Mezli in Mission Bay is San Francisco’s first robotic restaurant without a human onsite. | Credit: Albert Law
One of the more promising contenders in San Francisco’s robotic restaurant scene comes from a trio of Stanford techies and chef Eric Minnich (of MICHELIN-starred Madera). Mezli is a blue-and-white shipping container, steered by robots at food truck park Spark Social. No reservations are required to step right up and order from a touchscreen—within a few minutes, a bowl slides down into a smart locker. Mezli’s Mediterranean-inspired menu offers plenty of customizable options including za’atar chicken, spiced lamb, falafel, or roasted cauliflower piled on turmeric rice, with pita chips or tahini, plus chocolate chunk cookies on the side. While San Francisco loves its fresh food with a side of artificial intelligence, Mezli is a gamechanger: not a single human is needed to power its onsite operations.
Palette (SoMa)

Tuna carpaccio at Palette. | Credit: Palette
This creative and modern spot is tailored for those craving an immersive experience. Chef Peter Hemsley rose through the fine-dining ranks in Paris, New York, and San Francisco (most notably, at three MICHELIN-starred Quince). For his first solo venture, Hemsley breaks out an inimitable style with artistically designed fish dishes. He takes coastal ingredients and plates them meticulously with tweezers, brushes, and even aerators. The results include oysters dotted with black caviar and splashed with magenta vermouth and deconstructed desserts topped with foam. Palette’s stunning black exterior houses an abstract mural adorned with bubbles—a preview of the effervescence that awaits inside.

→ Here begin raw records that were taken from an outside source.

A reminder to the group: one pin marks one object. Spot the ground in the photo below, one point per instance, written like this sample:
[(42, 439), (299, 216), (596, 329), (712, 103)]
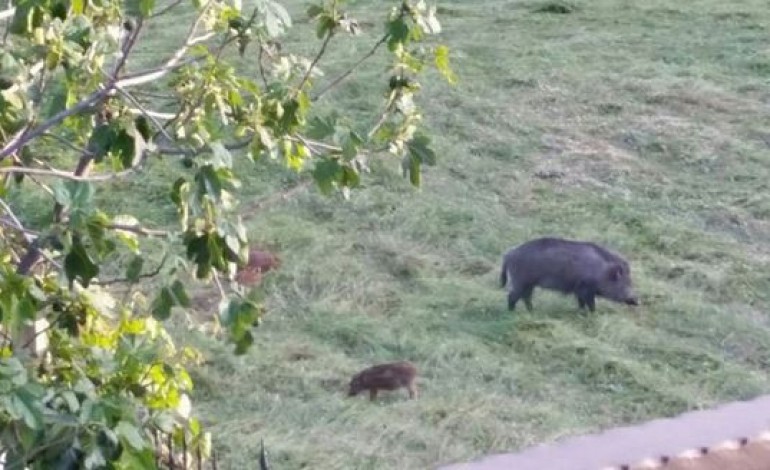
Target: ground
[(643, 126)]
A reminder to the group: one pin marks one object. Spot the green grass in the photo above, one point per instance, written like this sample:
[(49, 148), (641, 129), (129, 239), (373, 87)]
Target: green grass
[(641, 125)]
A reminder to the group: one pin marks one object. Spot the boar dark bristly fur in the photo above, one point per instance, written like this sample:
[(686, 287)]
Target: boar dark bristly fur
[(389, 376), (568, 266)]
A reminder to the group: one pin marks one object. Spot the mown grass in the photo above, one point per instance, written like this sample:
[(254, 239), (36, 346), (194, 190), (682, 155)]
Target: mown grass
[(641, 125)]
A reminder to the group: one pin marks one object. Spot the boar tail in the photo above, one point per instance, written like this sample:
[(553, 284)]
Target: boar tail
[(504, 274)]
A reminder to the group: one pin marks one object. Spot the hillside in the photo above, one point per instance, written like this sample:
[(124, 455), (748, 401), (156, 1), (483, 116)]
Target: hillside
[(644, 126)]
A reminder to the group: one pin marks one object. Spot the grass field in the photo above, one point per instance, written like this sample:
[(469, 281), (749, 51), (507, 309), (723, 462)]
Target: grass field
[(640, 125)]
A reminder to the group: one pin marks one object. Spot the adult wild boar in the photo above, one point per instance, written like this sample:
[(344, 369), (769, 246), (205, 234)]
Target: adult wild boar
[(568, 266)]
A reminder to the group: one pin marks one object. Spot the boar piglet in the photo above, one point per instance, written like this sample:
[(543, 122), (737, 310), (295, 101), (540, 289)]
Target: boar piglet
[(584, 269), (389, 376)]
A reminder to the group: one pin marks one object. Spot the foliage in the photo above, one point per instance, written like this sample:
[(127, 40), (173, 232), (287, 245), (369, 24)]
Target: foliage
[(78, 112)]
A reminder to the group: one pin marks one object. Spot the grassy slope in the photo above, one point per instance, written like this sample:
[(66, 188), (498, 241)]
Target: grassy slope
[(642, 125)]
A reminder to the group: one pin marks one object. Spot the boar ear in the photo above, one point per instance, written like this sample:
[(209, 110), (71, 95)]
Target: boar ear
[(615, 272)]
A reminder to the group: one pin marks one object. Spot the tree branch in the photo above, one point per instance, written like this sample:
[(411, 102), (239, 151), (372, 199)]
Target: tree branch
[(165, 10), (6, 14), (21, 139), (139, 230), (72, 176), (321, 51), (360, 61), (29, 236), (150, 274), (172, 63)]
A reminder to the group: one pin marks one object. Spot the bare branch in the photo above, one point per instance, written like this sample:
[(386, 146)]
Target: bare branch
[(222, 294), (21, 138), (318, 56), (314, 145), (6, 14), (165, 10), (125, 48), (139, 230), (172, 63), (150, 274), (147, 113), (72, 176), (28, 235), (342, 77), (279, 196), (65, 142), (261, 66), (147, 76)]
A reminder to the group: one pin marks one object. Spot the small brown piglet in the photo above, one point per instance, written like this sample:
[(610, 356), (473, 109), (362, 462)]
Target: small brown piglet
[(389, 376)]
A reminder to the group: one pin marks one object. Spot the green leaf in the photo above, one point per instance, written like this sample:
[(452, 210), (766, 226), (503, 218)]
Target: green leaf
[(101, 140), (134, 268), (139, 7), (131, 459), (326, 173), (131, 435), (243, 343), (411, 166), (25, 405), (143, 126), (277, 19), (78, 264), (442, 64), (146, 6), (78, 6), (419, 148), (398, 33), (326, 25), (239, 317), (162, 305), (26, 17), (180, 294), (124, 148), (314, 10), (61, 193), (319, 127), (221, 157), (180, 187)]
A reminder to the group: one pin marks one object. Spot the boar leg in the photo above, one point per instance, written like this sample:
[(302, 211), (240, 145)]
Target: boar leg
[(586, 297), (519, 292)]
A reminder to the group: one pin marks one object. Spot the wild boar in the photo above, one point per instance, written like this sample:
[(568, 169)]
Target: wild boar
[(389, 376), (567, 266)]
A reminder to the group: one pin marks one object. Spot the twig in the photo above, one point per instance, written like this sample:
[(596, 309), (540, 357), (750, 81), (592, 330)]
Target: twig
[(139, 230), (38, 333), (5, 14), (133, 34), (144, 111), (13, 217), (105, 90), (166, 9), (321, 51), (65, 142), (280, 196), (172, 63), (261, 67), (153, 273), (73, 176), (30, 236), (337, 80), (222, 294), (151, 75), (13, 224)]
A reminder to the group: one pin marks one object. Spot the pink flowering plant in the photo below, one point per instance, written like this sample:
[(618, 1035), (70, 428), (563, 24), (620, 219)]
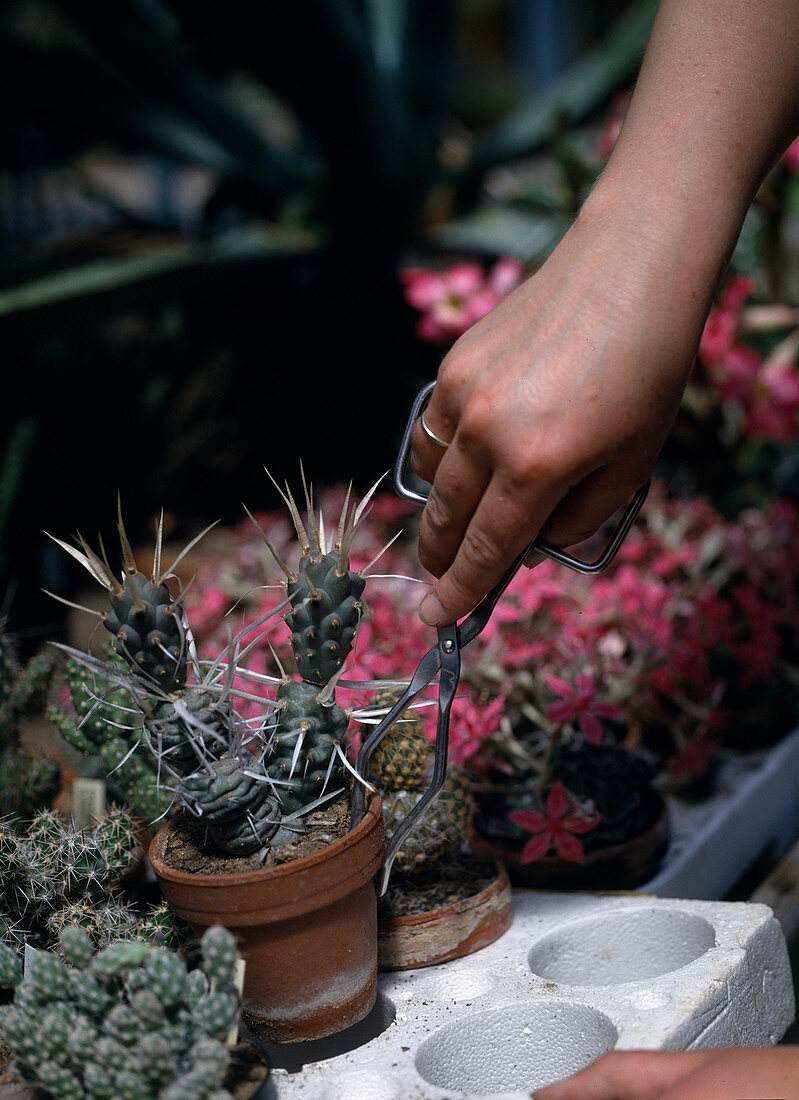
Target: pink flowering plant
[(584, 696), (451, 299)]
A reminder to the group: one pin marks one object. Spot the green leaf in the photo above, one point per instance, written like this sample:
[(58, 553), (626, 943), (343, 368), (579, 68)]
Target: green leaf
[(502, 231), (573, 96), (173, 267)]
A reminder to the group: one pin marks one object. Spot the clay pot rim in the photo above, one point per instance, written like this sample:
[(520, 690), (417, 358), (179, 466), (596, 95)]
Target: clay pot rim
[(281, 871), (497, 884)]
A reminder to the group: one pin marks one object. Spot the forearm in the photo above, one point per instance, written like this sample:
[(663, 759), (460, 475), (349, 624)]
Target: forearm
[(715, 103)]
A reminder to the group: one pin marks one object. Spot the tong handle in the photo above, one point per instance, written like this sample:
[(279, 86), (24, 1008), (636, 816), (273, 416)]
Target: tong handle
[(449, 648), (540, 546)]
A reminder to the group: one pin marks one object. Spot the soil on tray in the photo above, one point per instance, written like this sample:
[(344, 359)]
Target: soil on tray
[(245, 1076), (436, 884), (187, 848)]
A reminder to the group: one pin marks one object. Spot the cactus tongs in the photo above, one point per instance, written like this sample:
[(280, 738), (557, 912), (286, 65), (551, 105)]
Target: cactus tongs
[(444, 658)]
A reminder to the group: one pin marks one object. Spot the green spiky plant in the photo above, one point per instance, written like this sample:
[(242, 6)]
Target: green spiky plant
[(96, 723), (130, 1021), (53, 875), (251, 790), (28, 781), (401, 767)]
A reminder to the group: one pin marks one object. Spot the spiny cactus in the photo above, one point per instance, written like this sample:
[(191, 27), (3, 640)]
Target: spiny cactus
[(250, 789), (129, 1022), (442, 829), (98, 725), (53, 875), (402, 757), (26, 781)]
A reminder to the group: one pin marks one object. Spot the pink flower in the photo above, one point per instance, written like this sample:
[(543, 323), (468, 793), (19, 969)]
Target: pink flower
[(579, 704), (722, 325), (471, 725), (768, 392), (451, 300), (790, 157), (555, 828)]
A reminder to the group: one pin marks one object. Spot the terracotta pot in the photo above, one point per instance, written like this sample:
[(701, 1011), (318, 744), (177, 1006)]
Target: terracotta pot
[(446, 933), (307, 930), (616, 867)]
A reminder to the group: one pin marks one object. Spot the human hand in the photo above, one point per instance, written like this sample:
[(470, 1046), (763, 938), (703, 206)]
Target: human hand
[(739, 1074), (555, 406)]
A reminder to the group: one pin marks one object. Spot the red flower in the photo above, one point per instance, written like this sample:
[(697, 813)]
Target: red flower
[(451, 300), (579, 704), (556, 828)]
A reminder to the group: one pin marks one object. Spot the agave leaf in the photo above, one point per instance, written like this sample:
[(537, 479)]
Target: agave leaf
[(175, 266)]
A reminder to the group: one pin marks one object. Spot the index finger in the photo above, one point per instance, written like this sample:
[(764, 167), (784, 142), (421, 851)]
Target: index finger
[(501, 526)]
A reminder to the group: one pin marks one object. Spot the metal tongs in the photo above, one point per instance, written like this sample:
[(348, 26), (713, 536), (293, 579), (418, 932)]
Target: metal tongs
[(444, 658)]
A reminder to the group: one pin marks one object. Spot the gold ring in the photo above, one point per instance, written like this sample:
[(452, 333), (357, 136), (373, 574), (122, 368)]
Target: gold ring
[(428, 432)]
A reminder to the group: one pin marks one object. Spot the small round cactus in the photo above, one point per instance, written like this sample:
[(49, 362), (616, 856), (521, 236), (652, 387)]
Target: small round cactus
[(124, 1023)]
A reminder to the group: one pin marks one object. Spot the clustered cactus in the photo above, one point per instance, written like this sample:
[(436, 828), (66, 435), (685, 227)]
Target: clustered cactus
[(401, 767), (129, 1022), (53, 875), (26, 781), (249, 787), (97, 726)]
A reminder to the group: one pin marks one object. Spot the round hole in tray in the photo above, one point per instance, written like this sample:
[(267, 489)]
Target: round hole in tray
[(622, 946), (518, 1047)]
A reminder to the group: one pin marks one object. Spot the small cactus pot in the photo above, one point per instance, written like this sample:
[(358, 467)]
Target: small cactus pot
[(307, 930), (449, 932)]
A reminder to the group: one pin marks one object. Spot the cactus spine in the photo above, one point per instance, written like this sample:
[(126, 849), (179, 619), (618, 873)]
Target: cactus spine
[(250, 790), (53, 875), (130, 1021), (400, 767), (26, 782)]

Elements Bar & Lounge at ONE65 (Union Square)

Cocktails at Elements are works of art, presented around tree branches and hidden inside library books. | Credit: Elements Bar & Lounge at ONE65
Part of a multi-story French venue (led by James Beard Award winner Claude Le Tohic), Elements is an awe-inspiring cocktail destination. Ascend to the fourth floor and step into a sleek, low-lit bar, trimmed in black and gold. The imaginative drinks menu is split into four categories: air, water, fire, and earth. Cocktails arrive in four-spigot fountains, hidden in a flask inside library books, and poured in dainty teacups. But no drink is as showstopping as the “all bark and no bite,” an amari-forward concoction served in custom-made glass, presented around tree branches. Elements’s fourth-floor location means cocktails are shuttled to O’ by Claude Le Tohic, the fine-dining restaurant upstairs, by a clutch of high-tech dumbwaiters—just another cutting-edge feature that makes this sophisticated lair a San Francisco standout.
Zuni Café (Market Street)
Zuni broke ground for California cuisine when the late great Judy Rodgers slid rustic chickens and bread salads into the hearth in the 80s and 90s. But the Market Street classic continues to evolve. It was the first San Francisco restaurant to entirely switch to reusable takeout containers. It’s thrown bake sales to support women’s healthcare access and denounce AAPI hate crimes. It’s a vocal social media advocate when it comes to housing the unhoused. Most controversially, the restaurant removed tips in 2021, citing an effort to combat the sexism and racism inherent in tipping practices. Longtime chef Nate Norris was Zuni’s trailblazer-in-chief, and though he recently announced that he’s departing the kitchen after 14 years, his impact will last. As the decades have shown, Zuni is a talented multitasker, continually serving up the city’s crispiest chicken while challenging industry expectations.